The soldier, 28, said a first-person view drone caused a small hole in his leg.

Another patient, 38-year-old Pavlo Filipchuk, said a drone blast had left him with a head injury. “My position was in a trench shelter. Suddenly it went dark. I lost sensation any feeling or hear anything,” he said. “I think I was lucky to survive. My cousin has been killed. We face continuous explosions.” A construction worker employed in a neighboring country, Filipchuk said he had returned to his homeland and enlisted to serve days before the Russian leader's large-scale attack in early 2022.

A third soldier, a serviceman, had been struck in the upper body. He expressed pain as doctors placed him on a bed, removed a stained dressing and cleaned his two-day-old shrapnel wound. Wrapped in a thermal sheet, he borrowed a mobile phone to call his family member. “A fragment of artillery hit me. The cause was a ricochet. My condition is stable,” he informed her. What were his plans now? “To get better. That will take a few months. After that, to return to my military group. Our forces must protect our nation,” he affirmed.

Doctors care for Taras Mykolaichuk, who was hit in the back by a fragment of mortar.

Over the past years, Russia has consistently targeted hospitals, clinics, obstetric units and emergency vehicles. According to international monitors, over two hundred medical personnel have been killed in almost 2,000 assaults. This subterranean hospital is constructed from four steel bunkers, with timber beams, earth and sand laid on top reaching ground level. It is designed to resist impacts from 152mm projectiles and even multiple 8kg TNT charges dropped by drone.

The Ukrainian industrial group, which funded the building, plans to erect twenty units in all. The head of the nation's national security council and former defence minister, the official, declared they would be “vitally important for preserving the survival of our armed forces and supporting troops on the battlefront.” The company described the initiative as the “largest-scale and demanding” it had undertaken since Russia’s invasion.

One of the facility's surgical rooms.

The surgeon, said certain wounded soldiers had to wait hours or even days before they could be transported due to the threat of aerial attacks. “We had two critically ill casualties who came at 3am. It was necessary to carry out a double amputation on a patient. His bleeding control device had been on for such an extended period there was no alternative.” How did he cope with severe surgeries? “My career in healthcare for 20 years.
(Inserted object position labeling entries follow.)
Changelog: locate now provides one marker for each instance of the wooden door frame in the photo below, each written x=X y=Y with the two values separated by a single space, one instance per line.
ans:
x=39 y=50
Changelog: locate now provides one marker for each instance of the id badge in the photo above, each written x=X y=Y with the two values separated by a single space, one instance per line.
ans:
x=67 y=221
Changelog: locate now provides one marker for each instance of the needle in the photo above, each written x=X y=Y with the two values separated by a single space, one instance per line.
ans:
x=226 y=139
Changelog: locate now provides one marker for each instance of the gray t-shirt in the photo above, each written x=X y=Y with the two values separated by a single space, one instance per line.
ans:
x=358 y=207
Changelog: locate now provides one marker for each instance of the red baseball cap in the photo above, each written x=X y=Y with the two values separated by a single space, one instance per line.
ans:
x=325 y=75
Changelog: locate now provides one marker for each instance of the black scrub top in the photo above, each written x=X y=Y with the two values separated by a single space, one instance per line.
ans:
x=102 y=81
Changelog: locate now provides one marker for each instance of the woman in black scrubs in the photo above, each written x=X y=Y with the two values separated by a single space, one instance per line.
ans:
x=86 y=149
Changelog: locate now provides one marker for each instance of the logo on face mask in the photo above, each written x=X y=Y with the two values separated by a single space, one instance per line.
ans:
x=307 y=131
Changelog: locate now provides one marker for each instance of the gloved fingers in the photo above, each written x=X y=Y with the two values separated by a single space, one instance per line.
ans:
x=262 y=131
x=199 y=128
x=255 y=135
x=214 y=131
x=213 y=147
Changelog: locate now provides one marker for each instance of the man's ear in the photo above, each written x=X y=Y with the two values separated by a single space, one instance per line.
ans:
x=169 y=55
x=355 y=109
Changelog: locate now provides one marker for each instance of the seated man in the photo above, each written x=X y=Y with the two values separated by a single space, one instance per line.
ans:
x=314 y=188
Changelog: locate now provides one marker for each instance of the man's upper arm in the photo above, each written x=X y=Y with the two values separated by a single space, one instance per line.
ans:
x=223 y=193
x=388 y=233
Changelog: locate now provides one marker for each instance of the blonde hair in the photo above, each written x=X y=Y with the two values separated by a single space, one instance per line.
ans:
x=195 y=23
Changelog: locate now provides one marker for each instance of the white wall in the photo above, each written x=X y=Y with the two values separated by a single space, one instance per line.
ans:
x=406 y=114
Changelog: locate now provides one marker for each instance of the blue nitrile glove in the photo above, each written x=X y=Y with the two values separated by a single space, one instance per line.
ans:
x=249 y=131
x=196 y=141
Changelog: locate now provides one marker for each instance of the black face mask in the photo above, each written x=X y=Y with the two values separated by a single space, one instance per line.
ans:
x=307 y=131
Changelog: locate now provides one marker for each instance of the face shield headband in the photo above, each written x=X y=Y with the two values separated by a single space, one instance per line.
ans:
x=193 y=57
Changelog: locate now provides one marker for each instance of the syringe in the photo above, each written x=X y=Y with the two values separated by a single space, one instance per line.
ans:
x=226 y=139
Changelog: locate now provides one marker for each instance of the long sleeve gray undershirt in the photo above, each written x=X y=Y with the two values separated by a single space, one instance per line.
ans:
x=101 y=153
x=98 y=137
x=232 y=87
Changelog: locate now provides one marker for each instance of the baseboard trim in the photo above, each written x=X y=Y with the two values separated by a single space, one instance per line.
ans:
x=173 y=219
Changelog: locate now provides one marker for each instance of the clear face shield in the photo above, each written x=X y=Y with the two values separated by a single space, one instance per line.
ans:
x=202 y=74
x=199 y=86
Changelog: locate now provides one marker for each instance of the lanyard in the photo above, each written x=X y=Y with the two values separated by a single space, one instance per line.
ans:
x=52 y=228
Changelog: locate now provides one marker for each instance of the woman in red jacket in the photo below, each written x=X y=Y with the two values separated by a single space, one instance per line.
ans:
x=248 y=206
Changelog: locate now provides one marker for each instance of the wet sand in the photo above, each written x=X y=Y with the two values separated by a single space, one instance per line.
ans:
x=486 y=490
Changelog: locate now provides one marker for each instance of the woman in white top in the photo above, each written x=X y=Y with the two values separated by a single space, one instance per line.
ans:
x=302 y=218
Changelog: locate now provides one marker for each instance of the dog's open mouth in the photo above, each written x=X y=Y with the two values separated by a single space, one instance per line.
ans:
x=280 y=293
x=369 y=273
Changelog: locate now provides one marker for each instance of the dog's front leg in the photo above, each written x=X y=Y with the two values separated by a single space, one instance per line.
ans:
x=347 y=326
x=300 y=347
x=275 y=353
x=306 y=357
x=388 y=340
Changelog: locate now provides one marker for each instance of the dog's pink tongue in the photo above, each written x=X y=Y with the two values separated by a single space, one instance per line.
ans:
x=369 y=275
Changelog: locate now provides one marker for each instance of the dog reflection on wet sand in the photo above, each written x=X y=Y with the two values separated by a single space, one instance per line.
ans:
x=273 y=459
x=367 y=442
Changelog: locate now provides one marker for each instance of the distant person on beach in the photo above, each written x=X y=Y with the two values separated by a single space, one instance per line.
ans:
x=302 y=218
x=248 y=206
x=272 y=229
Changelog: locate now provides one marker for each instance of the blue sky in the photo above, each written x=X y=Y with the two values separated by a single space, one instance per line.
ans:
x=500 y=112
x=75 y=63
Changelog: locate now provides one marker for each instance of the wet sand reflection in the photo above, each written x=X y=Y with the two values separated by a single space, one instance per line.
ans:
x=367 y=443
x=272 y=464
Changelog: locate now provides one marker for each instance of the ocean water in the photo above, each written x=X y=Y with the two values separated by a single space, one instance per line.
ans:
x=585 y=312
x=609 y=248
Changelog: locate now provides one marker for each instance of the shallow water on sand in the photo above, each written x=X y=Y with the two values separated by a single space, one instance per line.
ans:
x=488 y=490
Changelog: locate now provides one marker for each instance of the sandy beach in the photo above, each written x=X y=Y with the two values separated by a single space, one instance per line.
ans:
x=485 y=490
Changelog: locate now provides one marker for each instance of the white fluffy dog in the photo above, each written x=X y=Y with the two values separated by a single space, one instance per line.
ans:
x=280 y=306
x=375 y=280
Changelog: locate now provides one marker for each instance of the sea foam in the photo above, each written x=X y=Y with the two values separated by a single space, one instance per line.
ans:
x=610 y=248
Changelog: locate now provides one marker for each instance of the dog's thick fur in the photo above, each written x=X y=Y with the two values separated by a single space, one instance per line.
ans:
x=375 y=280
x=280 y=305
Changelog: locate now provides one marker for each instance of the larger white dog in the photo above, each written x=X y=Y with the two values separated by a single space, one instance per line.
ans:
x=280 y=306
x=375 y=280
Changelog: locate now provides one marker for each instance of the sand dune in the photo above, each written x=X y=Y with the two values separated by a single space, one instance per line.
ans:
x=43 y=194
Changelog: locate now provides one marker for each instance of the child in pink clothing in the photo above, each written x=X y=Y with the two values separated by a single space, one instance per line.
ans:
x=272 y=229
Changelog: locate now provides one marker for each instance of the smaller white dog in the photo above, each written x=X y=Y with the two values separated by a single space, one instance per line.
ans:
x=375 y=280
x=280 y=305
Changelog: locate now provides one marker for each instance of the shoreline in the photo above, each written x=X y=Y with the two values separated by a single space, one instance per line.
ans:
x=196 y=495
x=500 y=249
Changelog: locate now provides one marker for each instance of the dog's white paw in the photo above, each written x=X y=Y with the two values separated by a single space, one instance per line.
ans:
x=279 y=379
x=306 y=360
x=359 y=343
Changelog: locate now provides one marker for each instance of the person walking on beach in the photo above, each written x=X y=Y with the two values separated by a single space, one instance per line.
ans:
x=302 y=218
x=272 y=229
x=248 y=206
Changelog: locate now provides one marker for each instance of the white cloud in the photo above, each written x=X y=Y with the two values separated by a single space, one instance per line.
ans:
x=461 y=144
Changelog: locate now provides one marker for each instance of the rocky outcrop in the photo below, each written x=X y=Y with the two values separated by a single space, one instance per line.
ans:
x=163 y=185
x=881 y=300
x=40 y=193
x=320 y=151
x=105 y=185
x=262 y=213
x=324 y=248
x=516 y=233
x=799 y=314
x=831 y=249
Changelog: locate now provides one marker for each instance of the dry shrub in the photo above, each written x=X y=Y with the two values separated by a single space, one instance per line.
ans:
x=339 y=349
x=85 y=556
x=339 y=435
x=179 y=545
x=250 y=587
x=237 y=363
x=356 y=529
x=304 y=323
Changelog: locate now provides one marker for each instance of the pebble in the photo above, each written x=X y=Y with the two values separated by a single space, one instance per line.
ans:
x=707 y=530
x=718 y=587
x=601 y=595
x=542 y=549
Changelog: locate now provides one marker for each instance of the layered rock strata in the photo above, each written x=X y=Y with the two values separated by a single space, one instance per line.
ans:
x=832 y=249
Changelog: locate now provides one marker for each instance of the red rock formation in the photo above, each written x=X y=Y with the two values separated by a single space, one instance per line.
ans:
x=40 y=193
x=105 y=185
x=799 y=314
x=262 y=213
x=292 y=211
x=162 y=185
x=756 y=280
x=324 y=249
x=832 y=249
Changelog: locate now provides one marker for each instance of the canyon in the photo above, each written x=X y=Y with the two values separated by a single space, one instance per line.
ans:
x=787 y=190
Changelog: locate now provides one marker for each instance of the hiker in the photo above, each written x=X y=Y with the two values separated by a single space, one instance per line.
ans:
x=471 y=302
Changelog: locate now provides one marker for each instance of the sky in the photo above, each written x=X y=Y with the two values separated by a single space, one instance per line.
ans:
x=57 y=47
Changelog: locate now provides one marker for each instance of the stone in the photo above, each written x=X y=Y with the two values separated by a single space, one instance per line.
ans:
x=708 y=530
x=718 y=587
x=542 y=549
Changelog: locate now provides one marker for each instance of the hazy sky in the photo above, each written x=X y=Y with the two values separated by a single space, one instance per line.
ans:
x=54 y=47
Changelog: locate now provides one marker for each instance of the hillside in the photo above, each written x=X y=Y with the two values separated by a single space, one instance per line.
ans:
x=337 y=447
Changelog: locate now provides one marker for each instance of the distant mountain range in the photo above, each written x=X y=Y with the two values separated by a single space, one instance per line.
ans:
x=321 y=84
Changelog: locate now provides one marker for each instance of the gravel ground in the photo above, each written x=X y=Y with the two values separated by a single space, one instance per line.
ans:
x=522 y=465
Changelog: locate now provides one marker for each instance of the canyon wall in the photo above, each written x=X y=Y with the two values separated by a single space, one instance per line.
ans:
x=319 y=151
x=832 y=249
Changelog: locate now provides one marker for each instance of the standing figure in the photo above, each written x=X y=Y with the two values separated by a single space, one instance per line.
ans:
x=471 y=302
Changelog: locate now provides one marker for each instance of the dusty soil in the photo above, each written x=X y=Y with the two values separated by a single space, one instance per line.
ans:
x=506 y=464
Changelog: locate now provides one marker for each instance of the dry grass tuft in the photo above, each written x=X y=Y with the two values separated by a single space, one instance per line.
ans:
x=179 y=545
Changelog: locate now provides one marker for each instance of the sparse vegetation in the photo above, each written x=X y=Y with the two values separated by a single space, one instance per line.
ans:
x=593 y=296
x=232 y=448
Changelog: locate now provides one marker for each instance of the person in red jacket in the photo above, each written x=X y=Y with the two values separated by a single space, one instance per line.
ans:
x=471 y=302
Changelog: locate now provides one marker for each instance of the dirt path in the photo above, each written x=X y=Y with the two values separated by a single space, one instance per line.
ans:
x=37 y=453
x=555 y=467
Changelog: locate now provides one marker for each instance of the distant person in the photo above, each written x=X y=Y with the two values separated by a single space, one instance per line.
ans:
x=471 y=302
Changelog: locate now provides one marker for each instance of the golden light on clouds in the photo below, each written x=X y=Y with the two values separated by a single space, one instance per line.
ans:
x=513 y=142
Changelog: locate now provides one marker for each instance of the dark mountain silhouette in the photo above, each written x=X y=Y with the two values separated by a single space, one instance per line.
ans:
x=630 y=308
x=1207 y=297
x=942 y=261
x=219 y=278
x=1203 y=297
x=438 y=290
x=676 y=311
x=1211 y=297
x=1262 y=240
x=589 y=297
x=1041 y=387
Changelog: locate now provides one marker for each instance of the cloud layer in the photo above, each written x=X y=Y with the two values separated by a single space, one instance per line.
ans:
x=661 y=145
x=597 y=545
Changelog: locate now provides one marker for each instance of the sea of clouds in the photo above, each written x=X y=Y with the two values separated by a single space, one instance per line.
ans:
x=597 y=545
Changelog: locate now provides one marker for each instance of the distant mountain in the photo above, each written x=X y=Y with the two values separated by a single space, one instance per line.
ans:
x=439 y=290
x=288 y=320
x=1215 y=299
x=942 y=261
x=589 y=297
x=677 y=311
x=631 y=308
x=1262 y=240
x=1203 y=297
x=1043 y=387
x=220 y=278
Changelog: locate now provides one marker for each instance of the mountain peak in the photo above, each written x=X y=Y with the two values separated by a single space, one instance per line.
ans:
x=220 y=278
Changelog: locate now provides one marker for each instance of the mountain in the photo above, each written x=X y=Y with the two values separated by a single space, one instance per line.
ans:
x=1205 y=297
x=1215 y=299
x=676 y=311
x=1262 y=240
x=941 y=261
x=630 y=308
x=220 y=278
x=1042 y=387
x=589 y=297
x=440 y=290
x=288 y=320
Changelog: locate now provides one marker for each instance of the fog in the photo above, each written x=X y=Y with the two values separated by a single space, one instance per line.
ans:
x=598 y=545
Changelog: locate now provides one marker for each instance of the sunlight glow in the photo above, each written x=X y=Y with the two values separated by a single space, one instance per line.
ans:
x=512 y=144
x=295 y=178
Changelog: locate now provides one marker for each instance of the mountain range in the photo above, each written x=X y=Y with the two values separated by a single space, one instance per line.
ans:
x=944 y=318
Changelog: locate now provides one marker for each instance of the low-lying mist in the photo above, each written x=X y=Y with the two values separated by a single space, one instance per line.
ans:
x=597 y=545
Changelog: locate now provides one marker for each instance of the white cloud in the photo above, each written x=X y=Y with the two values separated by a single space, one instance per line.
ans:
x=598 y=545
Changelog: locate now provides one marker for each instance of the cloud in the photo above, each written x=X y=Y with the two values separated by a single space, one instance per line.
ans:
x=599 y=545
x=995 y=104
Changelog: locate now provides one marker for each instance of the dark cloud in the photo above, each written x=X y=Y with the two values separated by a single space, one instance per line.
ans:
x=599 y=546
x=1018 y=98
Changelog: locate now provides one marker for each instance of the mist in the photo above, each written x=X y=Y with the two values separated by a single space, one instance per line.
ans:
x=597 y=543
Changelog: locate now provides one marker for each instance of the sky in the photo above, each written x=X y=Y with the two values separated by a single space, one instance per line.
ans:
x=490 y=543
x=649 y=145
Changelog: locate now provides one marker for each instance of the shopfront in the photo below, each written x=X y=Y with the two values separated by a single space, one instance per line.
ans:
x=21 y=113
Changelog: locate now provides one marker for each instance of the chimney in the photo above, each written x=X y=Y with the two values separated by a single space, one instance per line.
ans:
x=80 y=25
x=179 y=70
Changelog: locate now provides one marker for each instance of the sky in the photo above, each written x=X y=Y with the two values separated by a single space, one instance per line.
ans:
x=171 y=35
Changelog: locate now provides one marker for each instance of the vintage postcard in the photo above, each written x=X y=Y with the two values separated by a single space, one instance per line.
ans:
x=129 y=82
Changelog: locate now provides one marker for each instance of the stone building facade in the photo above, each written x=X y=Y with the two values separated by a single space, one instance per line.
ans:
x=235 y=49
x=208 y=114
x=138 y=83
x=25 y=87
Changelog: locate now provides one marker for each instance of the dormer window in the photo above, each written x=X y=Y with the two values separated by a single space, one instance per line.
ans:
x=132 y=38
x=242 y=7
You have to concentrate,” he said.

Orderlies transported Mykolaichuk through the passage and into an ambulance. The transport was stationed beneath a bush. The patient and the other military members were transferred to the city of a major city for additional medical care. The subterranean hospital staff took a break. The facility's ginger cat, Vasilevs, padded up to the entrance to greet the next arrivals. “We are open 24 hours a day,” Holovashchenko said. “The work is continuous.”